The irony was that our own failed candidate was given the job of repositioning the fire engine at the end of each run for the next contestant – which he did by reversing the machine back over the course and parking exactly on the four marks provided on the floor. He did this every time as faultlessly as usual, using only his mirrors. Eventually this trick was spotted by the Assistant Chief who was adjudicating; he then asked why this man (who could do the course backwards better that the others were doing it forwards) had not entered the competition. After he had been enlightened he treated us to the longest, most proficient, most eloquent string of swearwords I have never heard and his description of the person who thought up the elimination exam certainly conjured up some colourful pictures.
With that in mind I would strongly request the organisers to re-think and make the eliminator a practical one, after all paper knowledge and practical skill don’t always come hand in hand.

Time to be ‘re-potted’
Someone once said to me “every so often in life there comes a time when you have to re-pot yourself”. It’s like a plant that outgrows its pot and has to have a new one to enjoy a new lease of life. That s the situation in which I have found myself in recent months. Over the last ten years I have put a lot of time and effort into helping the SSAIB to get up and running as an organisation to be reckoned with. Now, I am proud to say that it has become an accepted and respected organisation with a wide membership – a far cry from the mere 100 or so who decided to start the old SSA so many years ago.
Now I find that I am on a merry-go-round of inspections and more and more restricted in what I can say and do to help the installers. I must point out that this is not the fault of the SSAIB and it’s man- agement, it is the world in which we are now living.
The SSAIB, quite rightly, has adapted to the situation by refining itself from a trade organisation into a pure inspectorate, with the accent far more on helping the industry to regulate itself.
It’s very much like the teacher at school who can spend all year teaching pupils the rights and wrongs but the examination questions are set and marked by someone else.
The SSAIB has now been promoted from teacher to examiner and quite rightly so, but it now means they cannot teach any more – a very necessary restriction.

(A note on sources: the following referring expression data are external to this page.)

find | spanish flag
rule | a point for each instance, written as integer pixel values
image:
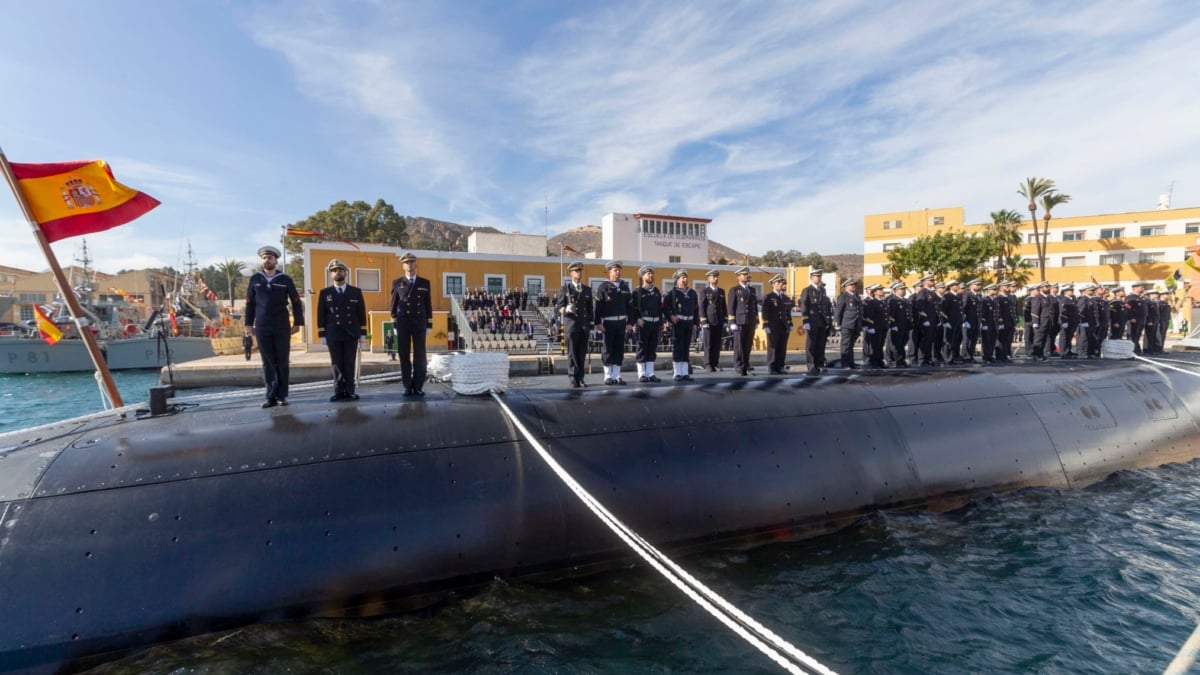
(73, 198)
(49, 332)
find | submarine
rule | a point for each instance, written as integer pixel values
(121, 532)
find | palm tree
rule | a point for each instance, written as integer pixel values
(232, 269)
(1032, 190)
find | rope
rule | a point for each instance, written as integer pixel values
(721, 609)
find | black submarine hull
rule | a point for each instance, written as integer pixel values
(119, 533)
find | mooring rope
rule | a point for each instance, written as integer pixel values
(721, 609)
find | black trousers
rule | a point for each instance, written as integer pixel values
(849, 336)
(412, 354)
(713, 336)
(275, 347)
(576, 351)
(615, 342)
(343, 354)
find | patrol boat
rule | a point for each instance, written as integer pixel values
(120, 532)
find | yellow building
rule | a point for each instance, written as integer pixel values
(1111, 248)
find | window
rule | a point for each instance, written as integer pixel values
(453, 284)
(367, 280)
(495, 284)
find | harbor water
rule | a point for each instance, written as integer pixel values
(1104, 579)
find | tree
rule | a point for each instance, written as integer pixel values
(355, 221)
(1032, 190)
(946, 255)
(231, 269)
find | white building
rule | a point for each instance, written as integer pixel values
(655, 238)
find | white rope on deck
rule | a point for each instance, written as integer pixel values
(778, 650)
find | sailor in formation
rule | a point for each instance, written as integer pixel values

From my point of view it means that I have to hold my breath whilst inspecting and suppress the desire to drag the offending engineer out of the panel and say “Look you daft sod, this is how you should have done it”. Or to suggest a far better way to organise the files and books. So where does that leave me?

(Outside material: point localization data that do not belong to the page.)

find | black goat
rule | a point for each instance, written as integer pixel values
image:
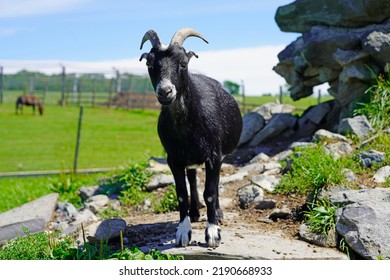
(199, 123)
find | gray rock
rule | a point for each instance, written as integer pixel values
(280, 213)
(316, 114)
(268, 110)
(349, 175)
(365, 228)
(343, 43)
(233, 178)
(301, 15)
(370, 157)
(358, 125)
(318, 239)
(266, 204)
(266, 182)
(343, 196)
(41, 208)
(249, 195)
(323, 134)
(262, 157)
(338, 149)
(96, 202)
(68, 208)
(105, 230)
(88, 191)
(85, 216)
(252, 123)
(14, 230)
(383, 174)
(378, 45)
(276, 125)
(160, 181)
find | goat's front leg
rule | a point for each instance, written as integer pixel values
(194, 206)
(183, 233)
(213, 231)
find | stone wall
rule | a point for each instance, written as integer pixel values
(344, 43)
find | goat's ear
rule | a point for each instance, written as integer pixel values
(191, 54)
(144, 55)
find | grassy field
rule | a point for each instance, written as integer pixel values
(108, 138)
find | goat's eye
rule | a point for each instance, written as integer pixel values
(149, 64)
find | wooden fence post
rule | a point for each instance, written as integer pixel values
(1, 84)
(76, 156)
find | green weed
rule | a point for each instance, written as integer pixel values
(49, 246)
(375, 105)
(312, 171)
(321, 217)
(169, 202)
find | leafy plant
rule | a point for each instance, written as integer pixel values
(312, 170)
(49, 246)
(168, 202)
(67, 186)
(321, 217)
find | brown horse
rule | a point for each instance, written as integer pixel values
(29, 100)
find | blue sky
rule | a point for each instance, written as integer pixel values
(96, 35)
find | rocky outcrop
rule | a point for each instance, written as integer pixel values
(343, 43)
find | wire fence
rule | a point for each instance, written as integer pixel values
(124, 90)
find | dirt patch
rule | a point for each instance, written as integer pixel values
(148, 228)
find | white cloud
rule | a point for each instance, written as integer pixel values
(253, 66)
(5, 32)
(18, 8)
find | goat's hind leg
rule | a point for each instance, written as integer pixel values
(194, 205)
(213, 231)
(184, 231)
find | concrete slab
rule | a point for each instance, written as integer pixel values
(41, 208)
(15, 230)
(242, 244)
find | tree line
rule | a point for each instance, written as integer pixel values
(29, 82)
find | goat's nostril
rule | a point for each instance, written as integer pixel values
(166, 91)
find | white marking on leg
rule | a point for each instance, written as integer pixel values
(183, 233)
(213, 235)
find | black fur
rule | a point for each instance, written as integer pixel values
(200, 124)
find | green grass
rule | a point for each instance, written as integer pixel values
(49, 246)
(15, 191)
(109, 138)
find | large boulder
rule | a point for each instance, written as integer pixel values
(344, 43)
(301, 15)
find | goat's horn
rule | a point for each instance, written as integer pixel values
(151, 36)
(183, 33)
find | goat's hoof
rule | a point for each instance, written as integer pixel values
(213, 235)
(219, 215)
(183, 233)
(194, 216)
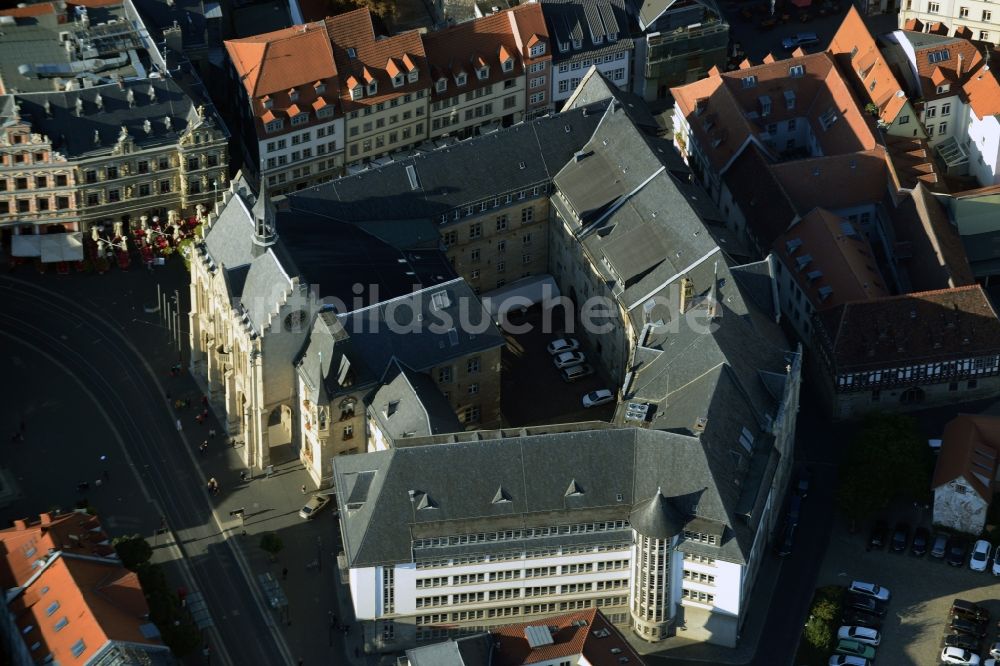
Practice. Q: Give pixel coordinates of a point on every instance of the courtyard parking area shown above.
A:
(922, 589)
(534, 392)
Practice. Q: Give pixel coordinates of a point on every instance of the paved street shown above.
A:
(88, 371)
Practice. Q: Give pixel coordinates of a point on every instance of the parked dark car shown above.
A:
(963, 641)
(969, 610)
(852, 618)
(864, 603)
(940, 546)
(877, 537)
(958, 551)
(900, 538)
(784, 547)
(921, 539)
(795, 510)
(966, 626)
(802, 484)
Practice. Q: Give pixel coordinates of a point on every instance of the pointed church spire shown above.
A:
(265, 231)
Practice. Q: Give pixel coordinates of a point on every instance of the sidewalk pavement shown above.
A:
(270, 505)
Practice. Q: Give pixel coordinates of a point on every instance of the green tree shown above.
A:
(889, 458)
(132, 550)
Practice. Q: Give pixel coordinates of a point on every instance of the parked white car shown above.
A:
(959, 656)
(870, 590)
(598, 397)
(980, 555)
(860, 634)
(848, 660)
(562, 345)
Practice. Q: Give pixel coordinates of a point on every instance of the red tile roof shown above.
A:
(99, 601)
(587, 633)
(824, 252)
(358, 53)
(467, 46)
(937, 258)
(983, 92)
(924, 327)
(724, 126)
(962, 58)
(24, 544)
(834, 182)
(969, 450)
(858, 56)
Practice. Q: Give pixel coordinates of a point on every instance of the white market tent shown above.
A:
(50, 248)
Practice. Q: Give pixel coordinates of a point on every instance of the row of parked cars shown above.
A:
(952, 549)
(860, 632)
(572, 365)
(968, 626)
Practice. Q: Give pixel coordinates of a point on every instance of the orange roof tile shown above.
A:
(30, 10)
(736, 107)
(276, 61)
(858, 56)
(825, 252)
(983, 92)
(450, 49)
(834, 182)
(962, 58)
(970, 446)
(586, 633)
(922, 327)
(22, 545)
(94, 601)
(360, 55)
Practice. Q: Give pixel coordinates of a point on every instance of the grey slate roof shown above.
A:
(418, 333)
(409, 404)
(74, 135)
(488, 165)
(230, 239)
(535, 470)
(583, 21)
(657, 518)
(474, 650)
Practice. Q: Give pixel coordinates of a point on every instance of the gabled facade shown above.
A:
(588, 33)
(679, 43)
(908, 352)
(479, 76)
(385, 86)
(965, 473)
(292, 124)
(959, 100)
(974, 20)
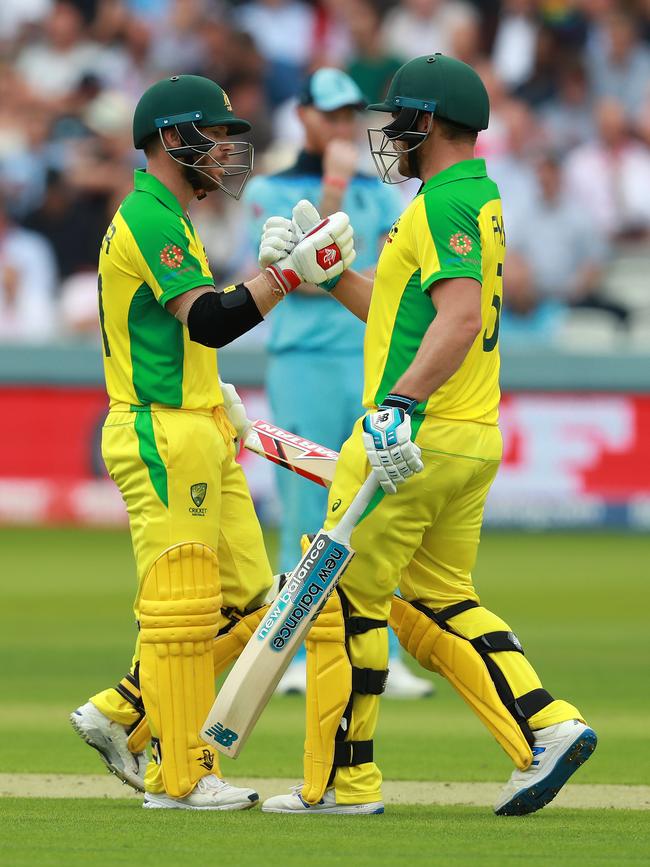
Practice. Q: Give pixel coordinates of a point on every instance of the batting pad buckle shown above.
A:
(359, 625)
(369, 681)
(350, 753)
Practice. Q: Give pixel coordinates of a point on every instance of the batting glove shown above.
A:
(325, 252)
(387, 441)
(280, 236)
(235, 410)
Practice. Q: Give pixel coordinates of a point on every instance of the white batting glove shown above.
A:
(280, 236)
(235, 410)
(324, 252)
(387, 441)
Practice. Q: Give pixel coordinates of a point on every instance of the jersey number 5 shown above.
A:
(490, 342)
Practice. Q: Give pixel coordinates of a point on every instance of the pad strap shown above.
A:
(496, 642)
(349, 753)
(129, 689)
(369, 681)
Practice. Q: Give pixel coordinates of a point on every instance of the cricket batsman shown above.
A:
(315, 346)
(168, 442)
(431, 436)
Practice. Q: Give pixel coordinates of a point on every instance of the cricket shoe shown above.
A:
(110, 740)
(402, 683)
(210, 793)
(295, 803)
(558, 752)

So what is a network manager?
Just recently the NSI have asked me to join their growing team of network managers. Next question – what is a network manager? Basically the job is to go out and talk to the registered companies, in not only NACOSS but also ICON and the ISI, find out what their problems are and see what can be done to help sort them out. The job is also to pass the word back down the line to the companies about new or revised policies and situations and to some extent to keep the companies in touch with issues and events. The network manager is a combination of Town crier, troubleshooter and human oil-can; I know it sounds daft, but if you think about it, it will make sense.
It was an opportunity not to be missed and therefore I have accepted their offer and I am looking forward to a new challenge.
Over the years I have made many good friends among the SSAIB staff, inspectors and installers. I have been made more than welcome into the homes and offices of a great many installing companies, My one big regret is the fact that I may not get to meet some of those friends again, but I wish them all the best for the future.